Ehe man(n) sich‘s versieht...

Fassen wir den (von der Niederkunft her) mittelalterlichen Begriff “Ehe” einmal ganz weit und subsummieren darunter sämtliche Formen des häuslichen Zusammenseins, von der alterna(t)iven “Zweierkiste” über alle konku-bienenfleissigen Spielarten der Homo- und Heterophilie bis zu den Patchworkfamilien und LAP-tops (Lebensabschnittspartnerschaften). Sprechen wir also frisch von der Leber weg über das wichtigste Lebensthema: Zusammen.L(i)EBEN. ist oft unverhofft. SCHWER.
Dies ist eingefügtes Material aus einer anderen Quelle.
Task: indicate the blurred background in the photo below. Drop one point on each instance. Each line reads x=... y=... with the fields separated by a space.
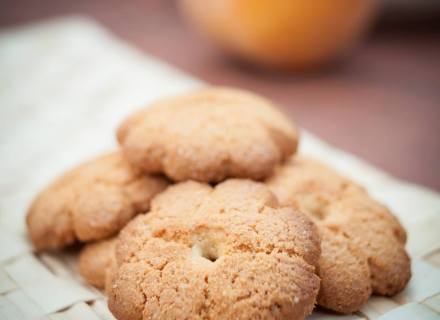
x=361 y=74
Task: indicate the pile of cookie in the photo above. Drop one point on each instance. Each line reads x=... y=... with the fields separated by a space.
x=206 y=211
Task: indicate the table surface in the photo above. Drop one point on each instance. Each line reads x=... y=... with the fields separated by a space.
x=382 y=104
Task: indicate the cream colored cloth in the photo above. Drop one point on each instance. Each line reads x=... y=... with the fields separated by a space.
x=64 y=87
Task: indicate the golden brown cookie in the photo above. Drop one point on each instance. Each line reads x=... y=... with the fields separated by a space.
x=362 y=243
x=209 y=135
x=229 y=252
x=91 y=202
x=96 y=260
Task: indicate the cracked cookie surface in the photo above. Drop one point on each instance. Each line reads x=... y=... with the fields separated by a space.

Es geht ans Lebendige, also um die ständige (anständig-inständige) Krise. Ein Blick in die Etymologie erinnert uns daran, dass “Krisis” bei den antiken Griechen ursprünglich “Entscheidung, entscheidende Wendung” bedeutete, dass ihr infolgedessen durchaus auch ein heilendes Potenzial innewohnt. Diese Heilkräfte gehen aber meist dann am ehesten vergessen, wenn es “kriselt”. Und hinter der Entscheidung lauert allzschnell die Scheidung.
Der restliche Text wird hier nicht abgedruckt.